L’incapacité des syndicats et des partis de gauche à répondre de manière anti-impérialiste aux questions d’immigration ou de déclin du français ouvre la voie aux discours de peur des partis xénophobes, sexistes et nationalistes.
Les conservateurs de Pierre Poilievre et les nationalistes xénophobes du Parti québécois (PQ) sont largement en tête des sondages. Ces deux partis promettent de baisser drastiquement les taux d’immigration comme solution pour améliorer les conditions de vie des gens qui sont déjà là. Le gouvernement libéral à Ottawa et celui de la CAQ à Québec n’ont pas voulu manquer l’occasion d’eux aussi agir sur un bouc-émissaire. Ils viennent de resserrer les possibilités d’immigration en octobre dernier.
Combattre l’impérialisme, organiser la classe ouvrière
L’approche des directions réformistes actuelles montrent à quel point il est inutile de prétendre agir sur les grands événements internationaux sans une orientation claire vers l’action directe généralisée contre l’impérialisme.
Les débats théoriques ou moraux sur la sortie du Canada de l’OTAN ou sur la libération de la Palestine et de l’Ukraine sont inutiles s’ils ne posent pas comme tâche immédiate la nécessité d’organiser la classe ouvrière pour sa prise du pouvoir politique. Seul le défi d’une lutte pour un Québec et un Canada socialistes est en mesure d’ébranler l’emprise de l’impérialisme américain ici et ailleurs.
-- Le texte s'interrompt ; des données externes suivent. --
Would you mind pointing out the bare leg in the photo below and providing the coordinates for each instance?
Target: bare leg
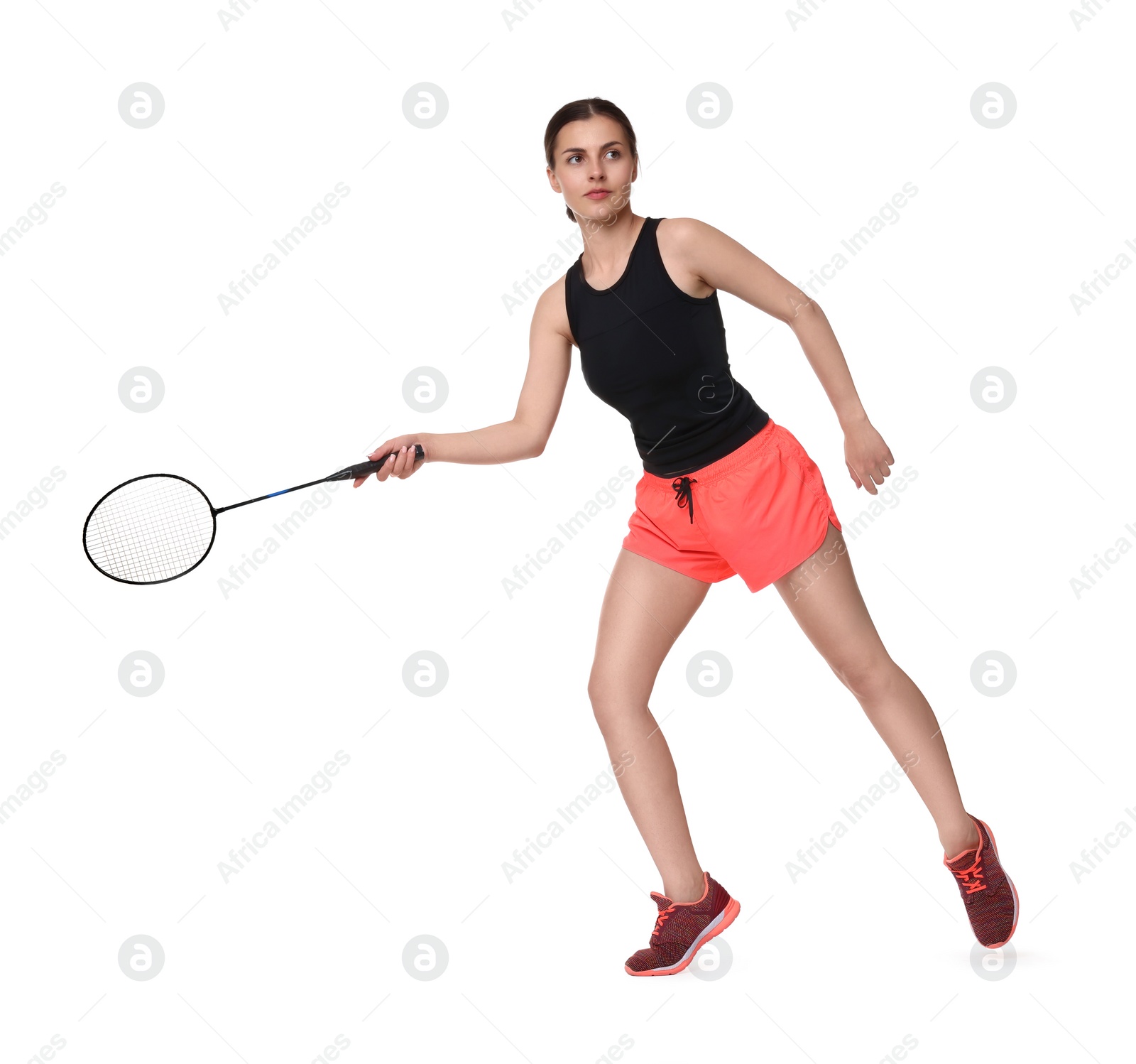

Cette lutte commence sur nos milieux de travail et doit s’étendre dans tous les lieux de pouvoir publics.
L’accélération des conflits interimpérialistes nous oblige à affiner et à formuler un programme concret sur la guerre et la libération nationale. Un programme en faveur des droits de tous les travailleurs et toutes les travailleuses, peu importe leur origine, langue ou leur religion. Un programme qui va au-delà du nationalisme exclusif de gauche comme de droite. Nous avons besoin d’un programme internationaliste contre le militarisme et toutes les guerres menées pour le profit d’une élite.